Linux: Linux is a free kernel that lets you modify your operating system according to your needs compared to the previous two options. In addition, it is smooth and quite safe. It is also not very easy to use and you will often have to create new business-specific programs instead of downloading the ones already in place.
Finally, it is time to choose a stack on which your code will run. This decision requires careful consideration or you may end up with a defective product.
Choosing your stack depends on the platform, product type, and the number of users you expect. There is a lot of diversity on the market, but the top companies show a clear preference for specific programs. Their tendency deviates to the following:
- Frameworks – Django and Node.js
- Programming Languages - Java, PHP, Python
- Servers – Apache and NGINX
- DevOps – Docker and Github
- Database – MySQL
Most corporations also use Google Analytics for their metrics and rely on Slack or Trello for their task management. Of course if these devices do not meet your needs, do not use them.
Loss to avoid
Let’s end by discussing some common startup hiccups in taking technology to ensure it doesn’t make the same mistake.
Skipping Competitive Analysis: One of the first steps of any startup rule book is to see what your competition is doing. However, many new business owners neglect the technology used by their main competitors. Learning these facts can be widely informative and can help you make the right choice yourself.

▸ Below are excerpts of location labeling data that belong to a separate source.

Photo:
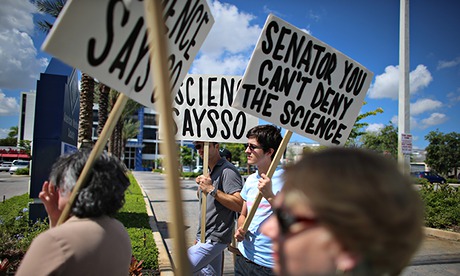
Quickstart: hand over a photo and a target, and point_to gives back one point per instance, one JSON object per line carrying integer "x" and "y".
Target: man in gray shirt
{"x": 222, "y": 190}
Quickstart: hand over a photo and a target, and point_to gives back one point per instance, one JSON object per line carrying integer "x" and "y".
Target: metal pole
{"x": 404, "y": 95}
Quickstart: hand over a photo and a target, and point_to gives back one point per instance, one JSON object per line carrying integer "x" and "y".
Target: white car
{"x": 18, "y": 164}
{"x": 5, "y": 166}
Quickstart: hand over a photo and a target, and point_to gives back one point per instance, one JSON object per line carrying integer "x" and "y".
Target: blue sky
{"x": 366, "y": 31}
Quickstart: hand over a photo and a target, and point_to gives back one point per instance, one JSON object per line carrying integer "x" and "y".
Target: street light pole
{"x": 404, "y": 95}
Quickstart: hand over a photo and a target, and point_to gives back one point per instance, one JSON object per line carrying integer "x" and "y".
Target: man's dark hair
{"x": 225, "y": 153}
{"x": 268, "y": 136}
{"x": 103, "y": 193}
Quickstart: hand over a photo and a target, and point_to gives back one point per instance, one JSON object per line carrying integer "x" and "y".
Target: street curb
{"x": 443, "y": 234}
{"x": 164, "y": 258}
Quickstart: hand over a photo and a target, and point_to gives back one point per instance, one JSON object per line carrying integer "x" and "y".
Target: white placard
{"x": 406, "y": 143}
{"x": 297, "y": 82}
{"x": 107, "y": 39}
{"x": 203, "y": 110}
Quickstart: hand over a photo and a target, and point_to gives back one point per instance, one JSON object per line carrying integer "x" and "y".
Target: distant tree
{"x": 358, "y": 128}
{"x": 443, "y": 152}
{"x": 384, "y": 141}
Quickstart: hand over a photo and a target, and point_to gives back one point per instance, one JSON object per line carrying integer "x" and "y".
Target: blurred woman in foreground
{"x": 345, "y": 210}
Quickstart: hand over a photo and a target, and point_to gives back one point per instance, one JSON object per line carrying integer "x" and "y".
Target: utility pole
{"x": 404, "y": 92}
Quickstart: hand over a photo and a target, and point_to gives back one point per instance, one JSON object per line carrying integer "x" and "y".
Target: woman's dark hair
{"x": 103, "y": 193}
{"x": 268, "y": 136}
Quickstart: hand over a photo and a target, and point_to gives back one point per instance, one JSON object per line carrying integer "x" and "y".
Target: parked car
{"x": 198, "y": 169}
{"x": 18, "y": 164}
{"x": 5, "y": 166}
{"x": 430, "y": 176}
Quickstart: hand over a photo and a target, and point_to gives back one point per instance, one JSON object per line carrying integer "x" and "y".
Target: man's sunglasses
{"x": 287, "y": 220}
{"x": 252, "y": 147}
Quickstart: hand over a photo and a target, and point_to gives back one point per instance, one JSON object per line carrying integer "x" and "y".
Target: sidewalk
{"x": 439, "y": 254}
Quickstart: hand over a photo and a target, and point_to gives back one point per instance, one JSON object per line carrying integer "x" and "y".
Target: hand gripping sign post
{"x": 295, "y": 81}
{"x": 118, "y": 51}
{"x": 203, "y": 112}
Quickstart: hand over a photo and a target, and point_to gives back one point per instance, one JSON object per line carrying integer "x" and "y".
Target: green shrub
{"x": 16, "y": 233}
{"x": 134, "y": 217}
{"x": 442, "y": 205}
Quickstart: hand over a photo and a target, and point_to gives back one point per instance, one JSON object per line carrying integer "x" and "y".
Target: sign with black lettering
{"x": 107, "y": 39}
{"x": 297, "y": 82}
{"x": 203, "y": 110}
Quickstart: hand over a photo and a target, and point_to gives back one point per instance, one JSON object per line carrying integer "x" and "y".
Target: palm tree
{"x": 53, "y": 8}
{"x": 103, "y": 112}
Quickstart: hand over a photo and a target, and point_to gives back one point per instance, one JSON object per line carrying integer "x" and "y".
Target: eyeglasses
{"x": 287, "y": 221}
{"x": 252, "y": 147}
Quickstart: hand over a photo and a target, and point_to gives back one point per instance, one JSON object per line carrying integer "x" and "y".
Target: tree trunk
{"x": 86, "y": 111}
{"x": 103, "y": 102}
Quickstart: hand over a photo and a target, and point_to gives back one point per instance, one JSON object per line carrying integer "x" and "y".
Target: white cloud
{"x": 386, "y": 85}
{"x": 448, "y": 63}
{"x": 4, "y": 133}
{"x": 17, "y": 14}
{"x": 453, "y": 97}
{"x": 230, "y": 42}
{"x": 433, "y": 120}
{"x": 20, "y": 66}
{"x": 423, "y": 105}
{"x": 374, "y": 127}
{"x": 8, "y": 105}
{"x": 412, "y": 121}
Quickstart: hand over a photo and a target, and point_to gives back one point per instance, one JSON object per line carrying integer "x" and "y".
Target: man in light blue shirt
{"x": 255, "y": 256}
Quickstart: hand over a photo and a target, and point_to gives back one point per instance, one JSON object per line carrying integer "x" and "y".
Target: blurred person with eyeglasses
{"x": 222, "y": 190}
{"x": 255, "y": 255}
{"x": 346, "y": 211}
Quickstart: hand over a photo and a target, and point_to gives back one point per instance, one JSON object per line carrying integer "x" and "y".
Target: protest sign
{"x": 297, "y": 82}
{"x": 203, "y": 110}
{"x": 107, "y": 39}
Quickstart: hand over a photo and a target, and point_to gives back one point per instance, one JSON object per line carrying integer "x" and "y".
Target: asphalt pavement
{"x": 438, "y": 255}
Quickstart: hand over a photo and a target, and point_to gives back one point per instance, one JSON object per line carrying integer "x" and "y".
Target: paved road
{"x": 11, "y": 185}
{"x": 435, "y": 257}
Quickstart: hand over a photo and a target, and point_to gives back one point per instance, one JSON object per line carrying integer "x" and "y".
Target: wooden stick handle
{"x": 160, "y": 72}
{"x": 204, "y": 195}
{"x": 271, "y": 171}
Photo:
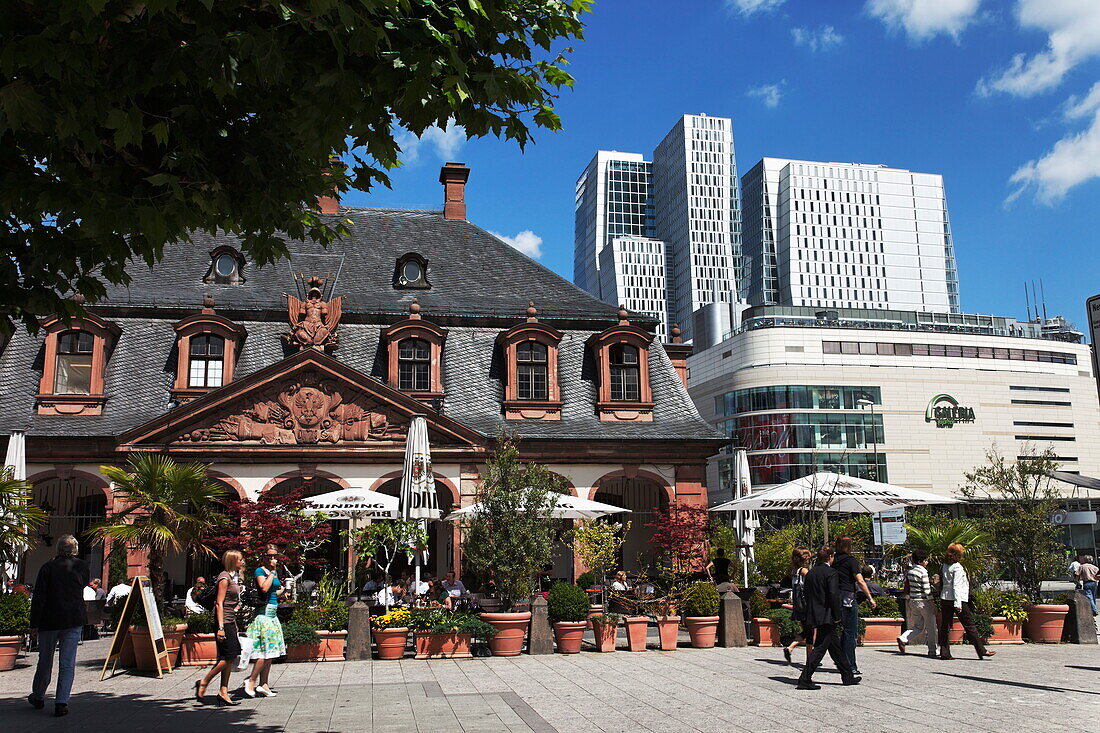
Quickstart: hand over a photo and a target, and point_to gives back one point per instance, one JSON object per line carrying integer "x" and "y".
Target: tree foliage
{"x": 512, "y": 536}
{"x": 125, "y": 126}
{"x": 19, "y": 517}
{"x": 1018, "y": 500}
{"x": 166, "y": 506}
{"x": 272, "y": 520}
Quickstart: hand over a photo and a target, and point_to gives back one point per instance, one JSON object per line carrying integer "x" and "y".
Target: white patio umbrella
{"x": 418, "y": 483}
{"x": 834, "y": 492}
{"x": 564, "y": 507}
{"x": 15, "y": 462}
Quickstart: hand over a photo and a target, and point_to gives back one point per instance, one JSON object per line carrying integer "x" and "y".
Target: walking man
{"x": 922, "y": 608}
{"x": 57, "y": 612}
{"x": 823, "y": 612}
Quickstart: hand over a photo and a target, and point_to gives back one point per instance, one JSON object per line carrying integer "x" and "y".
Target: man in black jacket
{"x": 823, "y": 611}
{"x": 58, "y": 614}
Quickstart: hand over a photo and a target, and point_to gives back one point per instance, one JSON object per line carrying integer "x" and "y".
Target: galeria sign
{"x": 945, "y": 411}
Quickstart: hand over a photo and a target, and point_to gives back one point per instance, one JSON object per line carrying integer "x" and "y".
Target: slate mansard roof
{"x": 480, "y": 286}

wasting money: The technology you initially bought is likely to remain with you for years to come. Make sure you are not getting the latest software for your big promises, but what it can actually do for your company. Otherwise, those funds may go in another, more fruitful direction.
Not tested: Once you implement the new software, it starts making your life easier, saving time and automating manual tasks.
If you do not monitor, configure and maintain your virtual tools, you get many benefits. Technology is best when combined with a human component in businesses, so dedicate the time needed to work in your favor.
Lastly, remember that these suggestions touch only a fraction of the possibilities available to you. You can always go for alternative, niche software and tools if they match your goals better.
These platforms, operating systems, and stacks are popular because they work. Once you get a good mix of effectiveness, reliability and affordability, don’t try to overthrow it, but move on to the next steps. There is a long road ahead of you.